NEW YORK: PepsiCo Inc said profit this year will rise about 2 per cent as the strong dollar weighs on revenue abroad, nearly offsetting gains in its North American businesses.

Earnings in 2016 will be $4.66 a share, excluding some items, up from $4.57 last year, the Purchase, New York-based company said in a statement Thursday. Analysts estimated $4.76 for the current year, on average. The forecast and estimates may not be comparable.

The dollar’s two-year surge has reduced the value of PepsiCo’s results abroad when translated back into the US currency. The company forecast that trend will continue this year, projecting that exchange-rate effects will reduce profit by 4 per cent.

“Pepsi’s initial guidance will likely be somewhat conservative as management will likely guide to an initial target it believes it can achieve even if the macro situation deteriorates further,” John Faucher, an analyst at JPMorgan Chase & Co., said in a note before the results were released.

PepsiCo’s fourth-quarter profit was $1.06 a share, excluding items. That matched analysts’ estimates. While sales fell 6.8 per cent to $18.6 billion, that topped analysts’ $18.5 billion projection. The company also raised its annual dividend 7.1 per cent to $3.01 a share.

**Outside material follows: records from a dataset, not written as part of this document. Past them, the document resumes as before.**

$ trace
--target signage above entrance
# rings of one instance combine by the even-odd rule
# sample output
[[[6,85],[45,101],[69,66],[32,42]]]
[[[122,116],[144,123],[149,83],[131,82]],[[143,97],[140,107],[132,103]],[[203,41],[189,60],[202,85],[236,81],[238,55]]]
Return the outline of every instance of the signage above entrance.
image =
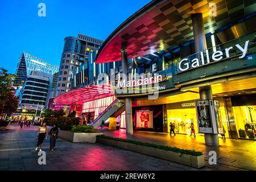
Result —
[[[209,50],[207,49],[188,56],[187,58],[182,59],[179,63],[179,72],[196,68],[212,62],[221,61],[224,59],[229,58],[230,57],[230,53],[232,50],[234,51],[234,49],[236,49],[236,50],[238,52],[238,54],[241,54],[239,59],[243,59],[247,53],[249,43],[249,40],[247,40],[244,44],[243,47],[237,44],[234,47],[232,46],[223,49],[222,51],[213,51],[212,55],[210,55]]]
[[[127,81],[125,79],[122,81],[118,80],[117,82],[117,87],[118,88],[123,87],[130,87],[144,85],[148,84],[152,84],[155,82],[158,82],[163,81],[162,75],[157,75],[154,77],[147,77],[142,76],[141,78],[138,80],[134,80],[131,81]]]

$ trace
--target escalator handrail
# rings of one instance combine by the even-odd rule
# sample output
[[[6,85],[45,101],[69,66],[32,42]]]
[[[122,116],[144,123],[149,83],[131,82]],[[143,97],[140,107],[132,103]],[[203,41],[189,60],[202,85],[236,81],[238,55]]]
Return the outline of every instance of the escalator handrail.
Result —
[[[101,117],[102,115],[104,115],[105,114],[105,113],[106,113],[109,109],[110,109],[111,107],[112,107],[112,106],[115,104],[117,103],[117,102],[118,101],[118,99],[117,98],[115,99],[109,106],[108,106],[108,107],[106,108],[105,110],[104,110],[103,111],[103,112],[102,112],[99,115],[98,115],[98,117],[95,118],[94,120],[93,120],[93,121],[92,122],[92,125],[93,125],[94,124],[95,124],[95,123],[100,118],[101,118]]]

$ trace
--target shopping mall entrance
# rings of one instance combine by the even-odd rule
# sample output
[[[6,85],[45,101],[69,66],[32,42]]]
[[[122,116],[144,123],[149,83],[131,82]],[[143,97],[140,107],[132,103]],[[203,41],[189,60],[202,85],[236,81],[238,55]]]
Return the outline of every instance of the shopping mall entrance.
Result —
[[[225,131],[225,136],[227,138],[256,140],[256,94],[242,95],[243,92],[239,92],[241,93],[238,93],[237,96],[230,92],[229,95],[226,93],[224,97],[217,97],[214,96],[213,97],[213,100],[217,100],[220,104],[218,115],[221,122],[222,128]],[[192,100],[188,99],[195,98],[198,97],[197,96],[198,94],[196,93],[187,92],[164,98],[159,97],[156,100],[139,101],[137,99],[133,101],[134,129],[169,133],[170,123],[172,122],[175,124],[175,133],[190,135],[191,124],[193,123],[196,134],[203,135],[203,134],[199,133],[198,130],[196,101],[199,98]],[[184,101],[182,102],[170,103],[183,100]],[[161,104],[151,105],[156,102]],[[144,105],[138,106],[142,105]],[[142,111],[144,113],[141,118]],[[150,119],[152,121],[152,125],[147,125],[147,127],[144,127],[143,122],[140,121],[140,119],[143,121],[145,114],[148,114],[148,120],[150,122]],[[152,116],[150,116],[151,114]],[[165,118],[167,118],[166,121]],[[139,125],[142,125],[142,127],[138,126],[138,122],[142,123],[139,123]],[[148,125],[151,126],[148,127]],[[221,137],[220,135],[219,136]]]
[[[216,98],[220,103],[218,115],[222,121],[225,131],[228,131],[228,122],[225,111],[223,98]],[[167,131],[170,133],[170,123],[174,123],[175,131],[182,134],[191,134],[192,123],[194,125],[196,134],[199,134],[197,119],[196,109],[196,100],[192,100],[181,102],[167,104]],[[201,134],[203,135],[203,134]],[[226,132],[225,136],[229,138],[228,133]]]
[[[163,132],[163,105],[133,107],[133,123],[135,130]]]

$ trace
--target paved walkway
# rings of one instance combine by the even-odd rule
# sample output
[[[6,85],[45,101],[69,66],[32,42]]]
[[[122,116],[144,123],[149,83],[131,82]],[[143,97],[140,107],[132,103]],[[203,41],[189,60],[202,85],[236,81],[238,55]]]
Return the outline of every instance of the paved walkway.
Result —
[[[0,171],[3,170],[197,170],[184,165],[98,143],[73,143],[58,139],[56,150],[44,143],[46,165],[38,163],[37,127],[9,126],[0,131]],[[205,167],[201,170],[212,170]],[[229,168],[232,169],[232,168]]]
[[[190,137],[188,135],[176,134],[170,136],[164,133],[135,131],[134,135],[126,135],[125,130],[113,131],[105,130],[104,134],[114,137],[127,138],[144,142],[168,145],[183,149],[193,149],[202,151],[205,156],[205,164],[208,164],[210,151],[215,151],[217,155],[217,165],[207,164],[214,169],[256,170],[256,142],[252,140],[220,138],[220,146],[208,146],[205,144],[203,136]]]

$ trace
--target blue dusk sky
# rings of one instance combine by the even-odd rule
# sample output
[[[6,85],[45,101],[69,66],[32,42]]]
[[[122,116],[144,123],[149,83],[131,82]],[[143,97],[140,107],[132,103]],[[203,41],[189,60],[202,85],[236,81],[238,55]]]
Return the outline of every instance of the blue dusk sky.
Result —
[[[0,67],[15,73],[23,51],[59,66],[64,39],[78,33],[105,40],[151,0],[9,0],[0,2]],[[39,17],[40,3],[46,16]]]

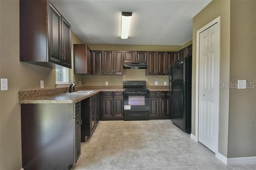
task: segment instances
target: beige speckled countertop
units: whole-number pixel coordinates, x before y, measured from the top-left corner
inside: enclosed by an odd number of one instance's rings
[[[86,90],[89,90],[86,89]],[[38,97],[31,99],[20,100],[21,104],[65,104],[74,103],[80,102],[84,99],[94,95],[100,92],[104,91],[123,91],[123,89],[102,89],[90,90],[94,92],[90,94],[65,94],[61,93],[53,95]]]
[[[44,90],[31,90],[30,91],[19,92],[19,103],[25,104],[65,104],[76,103],[94,95],[100,92],[106,91],[123,91],[122,86],[113,86],[112,88],[117,88],[99,89],[102,86],[91,86],[94,89],[88,89],[81,87],[78,90],[94,90],[95,92],[90,94],[64,94],[66,88],[56,88],[54,89],[46,89]],[[166,86],[149,86],[147,89],[151,91],[168,91]]]

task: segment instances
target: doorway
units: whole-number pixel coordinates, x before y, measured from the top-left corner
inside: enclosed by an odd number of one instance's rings
[[[218,17],[197,32],[196,137],[216,154],[218,151],[220,19]]]

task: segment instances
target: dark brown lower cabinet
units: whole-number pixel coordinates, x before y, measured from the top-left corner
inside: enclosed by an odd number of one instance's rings
[[[24,169],[71,168],[81,152],[80,103],[21,104]]]
[[[170,118],[168,93],[168,91],[150,92],[150,119]]]
[[[104,92],[102,94],[102,113],[101,120],[124,119],[122,92]]]
[[[100,94],[98,93],[81,102],[81,141],[92,136],[98,123],[100,113]]]

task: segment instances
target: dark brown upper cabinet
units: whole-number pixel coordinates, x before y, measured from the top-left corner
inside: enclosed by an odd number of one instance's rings
[[[135,62],[135,51],[124,51],[124,63]]]
[[[192,56],[192,44],[188,45],[185,48],[182,49],[178,52],[177,59],[180,60],[184,57]]]
[[[114,57],[113,51],[104,51],[104,74],[114,74]]]
[[[171,65],[172,63],[176,61],[177,58],[177,52],[166,52],[167,61],[166,62],[166,74],[169,74],[169,67]]]
[[[92,52],[86,44],[74,45],[74,72],[75,74],[92,74]]]
[[[186,55],[186,48],[182,49],[180,50],[179,50],[178,52],[178,57],[177,59],[180,60],[185,57]]]
[[[123,75],[124,70],[123,52],[114,51],[114,74]]]
[[[156,74],[157,52],[148,51],[148,68],[146,70],[147,75],[155,75]]]
[[[166,72],[166,55],[165,52],[158,52],[157,55],[156,74],[164,75]]]
[[[93,51],[92,68],[93,74],[103,74],[103,51]]]
[[[135,62],[139,63],[147,63],[147,52],[136,51]]]
[[[72,68],[70,25],[48,0],[20,1],[20,61]]]
[[[190,57],[192,56],[192,44],[188,45],[186,47],[186,55],[187,57]]]

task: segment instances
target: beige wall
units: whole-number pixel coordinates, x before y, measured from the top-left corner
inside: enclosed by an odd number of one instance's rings
[[[192,70],[192,133],[195,132],[196,70],[196,31],[215,19],[221,17],[220,80],[226,83],[229,82],[230,47],[230,1],[213,0],[193,18],[193,61]],[[228,89],[220,90],[220,132],[219,152],[227,155],[228,129]]]
[[[256,1],[230,3],[230,81],[256,85]],[[256,88],[230,89],[228,157],[256,156]]]
[[[55,86],[55,70],[20,62],[19,4],[18,1],[0,1],[0,77],[8,78],[8,91],[0,91],[0,169],[19,170],[22,168],[20,105],[18,91]],[[81,41],[72,33],[72,42]],[[70,80],[83,81],[74,75]]]
[[[182,45],[121,45],[116,44],[87,44],[94,50],[146,51],[177,51]],[[145,69],[124,69],[123,76],[85,76],[84,82],[86,85],[101,85],[108,82],[109,85],[122,85],[123,81],[143,80],[148,85],[154,85],[158,81],[158,85],[164,85],[164,82],[168,83],[168,76],[146,76]]]

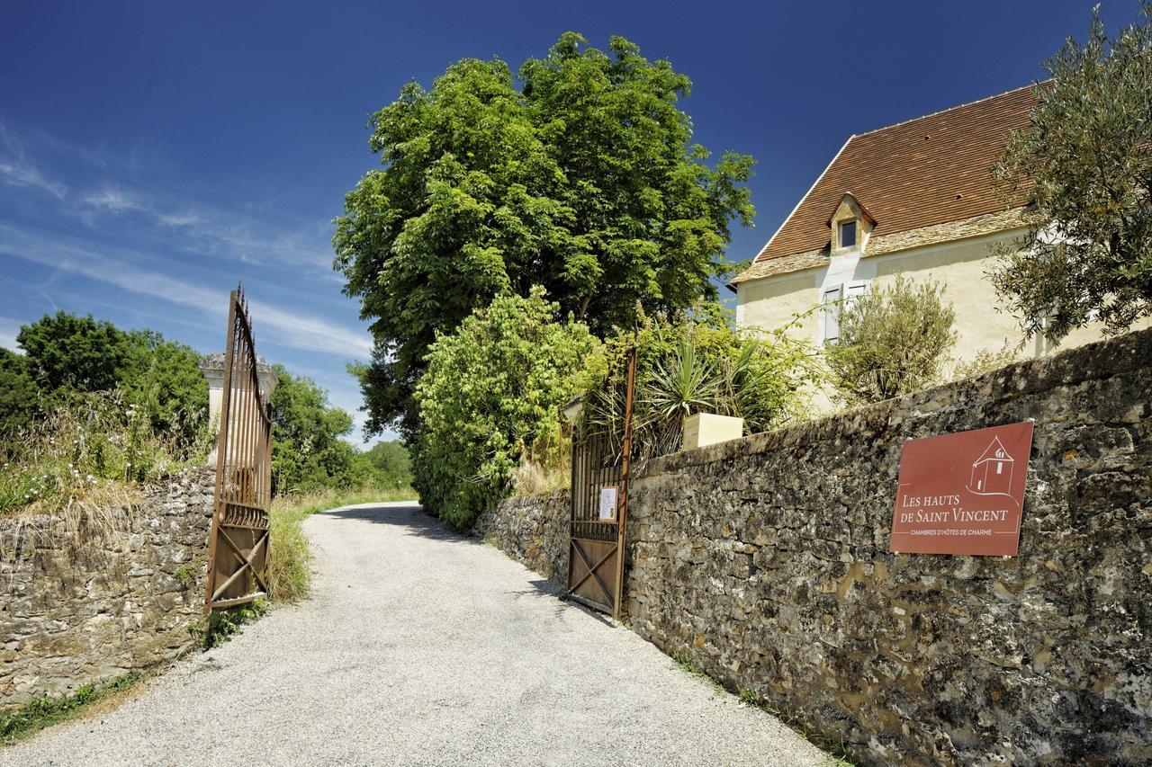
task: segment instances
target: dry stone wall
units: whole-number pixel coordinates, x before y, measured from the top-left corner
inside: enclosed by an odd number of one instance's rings
[[[149,487],[76,545],[56,517],[0,521],[0,711],[170,660],[200,620],[214,472]]]
[[[476,521],[473,532],[545,578],[568,579],[568,491],[510,498]]]
[[[1150,403],[1144,331],[650,462],[631,626],[863,764],[1147,764]],[[1018,556],[888,552],[905,440],[1025,419]]]

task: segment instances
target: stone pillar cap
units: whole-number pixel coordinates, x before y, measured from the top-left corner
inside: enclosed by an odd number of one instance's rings
[[[223,352],[217,351],[215,354],[204,355],[200,357],[200,372],[202,373],[223,373]],[[272,365],[262,355],[256,355],[256,371],[258,373],[271,374]]]

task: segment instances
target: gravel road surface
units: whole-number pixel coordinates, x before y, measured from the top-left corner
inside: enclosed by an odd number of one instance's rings
[[[826,765],[406,503],[310,517],[313,595],[0,765]]]

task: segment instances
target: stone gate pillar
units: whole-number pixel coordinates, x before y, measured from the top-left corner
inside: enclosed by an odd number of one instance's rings
[[[209,419],[212,423],[212,432],[219,436],[220,434],[220,409],[223,407],[223,352],[218,351],[214,355],[206,355],[200,359],[200,372],[204,373],[204,378],[209,382]],[[273,370],[268,362],[257,355],[256,357],[256,378],[259,381],[260,395],[265,398],[272,396],[272,392],[276,388],[276,371]],[[217,462],[217,446],[212,446],[212,453],[209,454],[209,463],[215,464]]]

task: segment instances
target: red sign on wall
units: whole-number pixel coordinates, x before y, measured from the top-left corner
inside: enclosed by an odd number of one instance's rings
[[[892,552],[1015,556],[1032,423],[908,440]]]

PepsiCo fell 0.7 per cent to $97.62 yesterday in New York. The shares have slid 2.8 per cent this year.

International sales

Currency effects took a bite out of fourth-quarter sales. Net revenue fell 26 per cent in Latin America and 17 per cent in Europe and sub-Saharan Africa. The company’s domestic units fared better, with Frito-Lay North America and North America Beverages posting 2 per cent sales gains. The Quaker Foods North America division saw sales fall 1 per cent.

PepsiCo, which makes Doritos and Mountain Dew, has increased its “better for you” offerings to appeal to consumers increasingly wary of sugary drinks and artificial sweeteners. The company removed aspartame from Diet Pepsi in August, announced a partnership with smoothie maker BarFresh Food Group Inc in October and introduced a line of healthy vending machines in December.

Chief Executive Officer Indra Nooyi has worked to cut costs and to find new sources of growth from emerging markets, but the faltering global economy and strong dollar may have hampered gains in those areas.

PepsiCo ended its joint venture with German dairy giant Theo Muller Group in December, citing weak sales. The company also was rebuffed by yoghurt maker Chobani, which recently declined the company’s offer to take a majority stake.